Ülke yönetiminin toplum üzerindeki etkisini ve toplumun yönetimle olan durum, tutum ve iletişimini müzikle ilişkilendirmesi bakımından; Konfiçyüs’ün “Bir ülkenin ahlâkî biçimde yönetilip, yönetilmediğini anlamak isterseniz, o ülkenin müziğini inceleyiniz[2] sözü, özellikle toplum kültürünün vazgeçilmeyen ürünü olan müziğin önemini belirterek açıklaması bakımından gerçekten önemlidir. Tarih sürecinde, pek çok üst düzey devlet yöneticilerinin üstün vasıfları arasında çalgı çalmanın önemli yeri olduğunu biliyor ve bunun sosyal statü bakımından bir güç göstergesi olduğunu anlıyoruz. İmparator Adrianus iyi Çitara çaldığını ve güzel şarkı söylediğini övünerek söylerdi [3]. Fransız kralları da, geleneğe karşı bilimsel müziği oluşturmaya çalışan bağımsız sanatçıları savunarak, krallık kolejini kurup, saraylarında sanatçılara fırsat tanıdılar [4] Orhan Gazi, davul çalan ilk Türk padişahı olarak bilinir [5]. II. Mahmut 1826’da Avrupa sanat müziğini devlet politikası biçiminde kabul ederek, Türk müzik tarihinde  yenilik yapmıştır[6].

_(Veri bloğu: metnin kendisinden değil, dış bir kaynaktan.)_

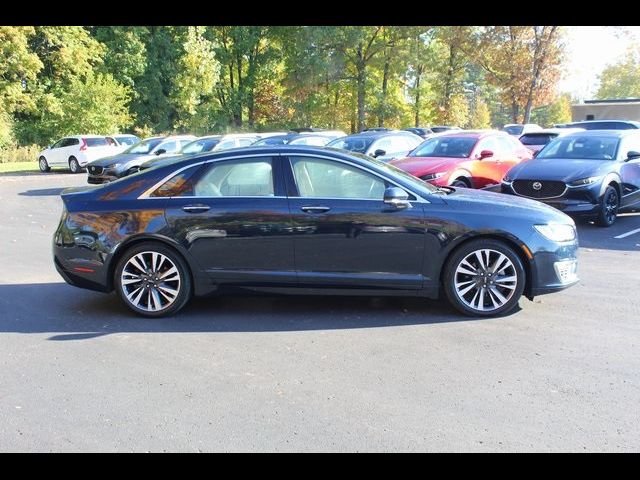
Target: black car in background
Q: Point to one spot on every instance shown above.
(603, 125)
(595, 173)
(379, 143)
(422, 132)
(307, 220)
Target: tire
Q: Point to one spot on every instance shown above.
(609, 206)
(162, 298)
(74, 165)
(460, 183)
(486, 293)
(44, 165)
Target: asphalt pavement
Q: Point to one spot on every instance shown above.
(79, 372)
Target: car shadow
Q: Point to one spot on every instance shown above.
(43, 192)
(75, 314)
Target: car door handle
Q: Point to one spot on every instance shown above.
(196, 208)
(315, 209)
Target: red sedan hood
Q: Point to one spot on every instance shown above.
(424, 165)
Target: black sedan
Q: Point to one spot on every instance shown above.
(594, 174)
(307, 220)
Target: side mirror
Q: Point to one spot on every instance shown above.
(396, 197)
(632, 155)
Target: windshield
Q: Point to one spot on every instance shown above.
(582, 147)
(412, 181)
(353, 144)
(513, 129)
(127, 140)
(143, 147)
(447, 146)
(197, 146)
(537, 138)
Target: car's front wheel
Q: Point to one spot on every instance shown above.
(74, 165)
(485, 277)
(44, 166)
(153, 280)
(609, 207)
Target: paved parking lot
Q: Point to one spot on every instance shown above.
(78, 372)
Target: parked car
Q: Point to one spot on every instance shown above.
(122, 141)
(235, 140)
(378, 144)
(471, 159)
(199, 145)
(535, 141)
(443, 128)
(604, 125)
(74, 152)
(357, 226)
(422, 132)
(117, 166)
(594, 174)
(518, 129)
(314, 138)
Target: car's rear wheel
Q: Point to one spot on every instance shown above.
(485, 277)
(74, 165)
(608, 207)
(153, 280)
(44, 166)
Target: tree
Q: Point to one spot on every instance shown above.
(197, 74)
(523, 62)
(621, 79)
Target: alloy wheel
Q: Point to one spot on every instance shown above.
(485, 280)
(150, 281)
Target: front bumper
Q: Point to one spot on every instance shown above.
(575, 201)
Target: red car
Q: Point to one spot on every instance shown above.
(472, 159)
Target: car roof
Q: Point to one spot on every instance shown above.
(605, 133)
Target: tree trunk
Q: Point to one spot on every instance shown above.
(385, 80)
(361, 84)
(417, 106)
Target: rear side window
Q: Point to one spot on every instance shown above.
(180, 185)
(96, 142)
(247, 177)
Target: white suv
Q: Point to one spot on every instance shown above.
(75, 152)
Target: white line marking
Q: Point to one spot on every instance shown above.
(637, 230)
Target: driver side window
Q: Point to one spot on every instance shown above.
(320, 178)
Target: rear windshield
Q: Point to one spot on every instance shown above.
(537, 138)
(127, 140)
(513, 129)
(96, 142)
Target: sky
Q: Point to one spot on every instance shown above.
(589, 50)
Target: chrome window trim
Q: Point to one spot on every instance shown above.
(419, 199)
(146, 194)
(149, 191)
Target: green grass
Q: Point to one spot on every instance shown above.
(12, 167)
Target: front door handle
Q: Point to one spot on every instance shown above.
(196, 208)
(315, 209)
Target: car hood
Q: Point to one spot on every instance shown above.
(121, 158)
(562, 169)
(499, 204)
(423, 165)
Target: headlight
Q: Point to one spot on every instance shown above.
(433, 176)
(557, 232)
(584, 181)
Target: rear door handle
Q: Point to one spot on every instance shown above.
(315, 209)
(196, 208)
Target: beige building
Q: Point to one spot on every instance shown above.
(618, 109)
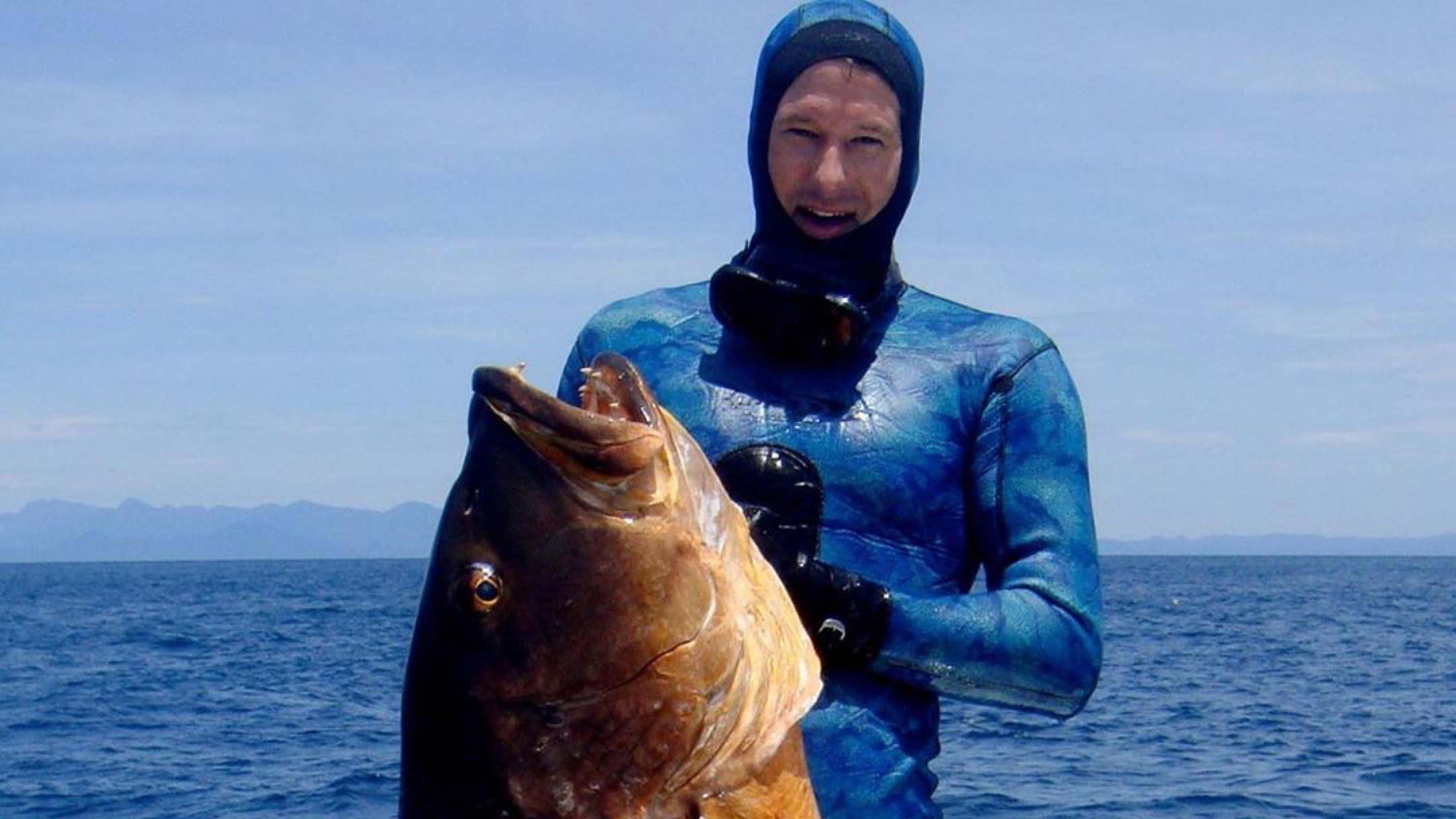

 Tarihsel süreçte Türk toplumları ve kurdukları devletlerde, müziğin toplumsal, sosyal ve kültürel yönleriyle etkili biçimde yer aldığı görülmektedir. Türkler, musikiye devletin vazgeçilmez bir unsuru şeklinde ehemmiyet atfetmişlerdir. Eski Türk Devletlerinde, onlardan alınarak Abbasiler de ve onlardan alınarak bütün İslâm devletlerinde askeri mızıka, İstiklâl alâmetidir [7]  Türklerde ilk orkestra olarak kabul edilen Tuğ’ların (açık mekan nefesli ve vurmalı çalgılar topluluğu) her akşam üzeri hükümdarın sarayı önünde Nevbet denilen konser vermesi, hükümdarın gücünün sembolünü göstermesi yönüyle toplumsal ve sosyal bakımından; burada, her gün yeni bir eserin çalınması ise, müzik kültürü yönüyle önemli bir anlam barındırmaktadır [8]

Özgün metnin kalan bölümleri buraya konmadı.